6. The determination method according to claim 5, characterized in that, The aforementioned computer also performs: Calculate the average of the motion vectors of each pixel in the captured image contained within the aforementioned background region, and use this average as the first motion vector; and The average of the motion vectors of each pixel in the aforementioned captured image, contained within the image region of the aforementioned person, is calculated as the third motion vector. The first determination mentioned above is based on the magnitude of the difference vector between the first motion vector and the third motion vector.

7. A non-transitory computer-readable storage medium storing a judgment program, characterized in that, Used to enable the computer to perform the following processes: Acquire images of the area containing people captured by a camera; From the acquired captured image, an image region including a peripheral region and a background region is determined as the image region other than the image region of the person. The peripheral region is a ring-shaped region with the edge of the captured image as its outer perimeter, and the background region is the region other than the image region of the person, which is surrounded by the inner perimeter of the peripheral region. A first determination is made, which is based on the distribution of movement between a first position contained in the background area and a third position contained in the image area of ​​the person, to determine whether the captured image is an image of the actual person; and If, in the first determination above, it is determined that the captured image is not an image of the actual person, a second determination is made. The second determination is based on the distribution of movement between the first position and the second position included in the surrounding area to determine whether the captured image is an image of the displayed object that captured the person.

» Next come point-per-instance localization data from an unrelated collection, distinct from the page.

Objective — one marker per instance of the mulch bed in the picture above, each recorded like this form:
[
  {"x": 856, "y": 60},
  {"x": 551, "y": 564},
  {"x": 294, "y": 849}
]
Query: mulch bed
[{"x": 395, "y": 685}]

8. An information processing device, characterized in that, have: The image acquisition unit acquires images of the image area containing people captured by the camera; The region determination unit determines an image region, including a peripheral region and a background region, from the acquired captured image as an image region other than the image region of the person. The peripheral region is a ring-shaped region with the edge of the captured image as its outer perimeter, and the background region is a region other than the image region of the person that is surrounded by the inner perimeter of the peripheral region. as well as The determination unit performs a first determination, which is based on the distribution of movement between a first position contained in the background area and a third position contained in the image area of ​​the person, to determine whether the captured image is an image of the actual person. If the first determination determines that the captured image is not an image of the actual person, a second determination is performed, which is based on the distribution of movement between the first position and a second position contained in the surrounding area, to determine whether the captured image is an image of the displayed object of the person.